International Institute of Information Technology (IIIT) Hyderabad is all
geared to release what it calls the Indian Language Machine Translator. The
project headed by Prof Rajeev Sangal, Director of the institute, is being
carried out within three in-house labs, with each of them working on different
aspects of Natural Language Processing (NLP).

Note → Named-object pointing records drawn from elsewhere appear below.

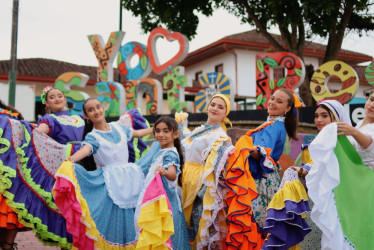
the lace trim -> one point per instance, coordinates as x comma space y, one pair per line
24, 217
27, 174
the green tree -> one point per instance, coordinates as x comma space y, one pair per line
297, 20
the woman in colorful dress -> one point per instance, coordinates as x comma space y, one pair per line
9, 224
288, 219
253, 171
99, 205
206, 150
341, 183
168, 162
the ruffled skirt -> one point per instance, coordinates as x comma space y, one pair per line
92, 217
27, 169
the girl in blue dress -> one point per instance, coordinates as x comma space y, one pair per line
168, 162
99, 205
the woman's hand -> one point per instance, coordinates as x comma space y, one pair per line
255, 154
161, 171
301, 172
346, 129
363, 140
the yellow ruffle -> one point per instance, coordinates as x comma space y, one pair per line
191, 184
66, 171
305, 157
194, 175
293, 191
157, 225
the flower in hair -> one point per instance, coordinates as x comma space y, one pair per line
319, 102
44, 94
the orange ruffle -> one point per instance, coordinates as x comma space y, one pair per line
242, 228
261, 127
8, 218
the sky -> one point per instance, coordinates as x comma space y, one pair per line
58, 30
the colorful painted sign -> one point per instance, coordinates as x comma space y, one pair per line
152, 89
266, 84
130, 89
122, 97
158, 33
174, 82
105, 54
369, 73
75, 97
214, 82
346, 74
126, 53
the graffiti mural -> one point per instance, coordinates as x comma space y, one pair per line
106, 53
158, 33
152, 89
346, 74
126, 52
265, 82
174, 82
214, 82
369, 73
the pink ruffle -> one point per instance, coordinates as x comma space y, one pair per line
69, 205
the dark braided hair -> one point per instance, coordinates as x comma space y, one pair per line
291, 121
332, 117
173, 126
4, 106
88, 162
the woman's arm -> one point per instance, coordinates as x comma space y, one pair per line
170, 174
142, 132
255, 154
81, 153
43, 128
363, 140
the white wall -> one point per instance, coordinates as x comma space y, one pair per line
25, 98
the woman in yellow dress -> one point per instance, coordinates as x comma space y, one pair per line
206, 150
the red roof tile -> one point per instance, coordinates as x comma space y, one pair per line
253, 40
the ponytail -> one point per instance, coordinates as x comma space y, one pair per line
173, 126
291, 121
178, 146
88, 162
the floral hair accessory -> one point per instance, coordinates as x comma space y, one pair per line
297, 103
44, 94
320, 101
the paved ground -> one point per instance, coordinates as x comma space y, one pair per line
27, 241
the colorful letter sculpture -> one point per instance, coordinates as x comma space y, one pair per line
105, 55
325, 72
153, 96
142, 69
64, 83
265, 82
174, 82
369, 73
214, 82
170, 36
130, 89
115, 100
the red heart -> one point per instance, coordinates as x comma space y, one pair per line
170, 36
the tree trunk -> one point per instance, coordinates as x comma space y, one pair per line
304, 89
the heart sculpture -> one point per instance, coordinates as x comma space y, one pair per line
170, 36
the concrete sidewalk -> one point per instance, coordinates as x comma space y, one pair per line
28, 241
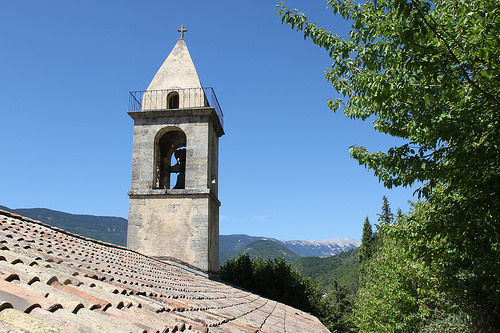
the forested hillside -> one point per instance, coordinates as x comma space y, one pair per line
426, 72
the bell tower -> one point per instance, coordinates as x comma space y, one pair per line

The research at IIIT dealt with several aspects of text and voice of NLP
distinctly and differently. The application is in finishing stages for ten
Indian languages: Hindi, Punjabi, Marathi, Bengali, Urdu, Malayalam, Tamil,
Telugu and Kannada. This product is expected to be ready for commercial use
within a year and is targeted at two distinct areas-Pilgrimage & Tourism and
Health. Prof Sangal explains, “We decided on tailoring the application for
Pilgrimage and Tourism based on usage trends, the Health application comes with
a potential social impact. An ideal example would be a man from Punjab wanting
to take his family for a holiday in Kerala. He should be able to access an
online forum, post his query in Hindi or Punjabi, and a Keralite at the other
end will view this query in Malayalam, reply in Malayalam and our man would see
the answer in Punjabi.”
Though language translation has been tried out globally for research,
development and commercial deployment, it has failed to overcome the challenges
of dialects, grammar changes and colloquialism. The research at IIIT has
understood that Indian scripts are sophisticated but not complex and is
incorporating Artificial Intelligence to language translation.
Rajeev Sangal Professor, IIIT Hyderabad |
Prof Sangal, who is also an AI expert embarked on a study of the Panini
Vyakyaran and correlated it to modern Indian literature before adding elements
of AI to enable the computer to learn, condition itself and understand the
requirement of the user. The AI aspect is divided into two components:
Rule-based processing and machine learning. In rule-based processing, an
electronic catalogue of words and phrases is fed to the computer, enabling it to
understand typical usage of grammar elements. As more and more words and phrases
are added to this catalogue, the computer forms more rigid understanding of
rules according to which a particular language operates. Machine learning on the
other hand focuses on providing statistical data based on which the computer
will learn to use the examples. While usual translation software translates
phrases from one language to another, IIIT's research focuses on dependency of
each word on the neighboring one to create a pattern of usage for each language.
This takes care of dialects, localized modifications in language and slangs. In
broad terms, this real-time language transliteration application works on a
three step methodology-analyze, transfer and generate.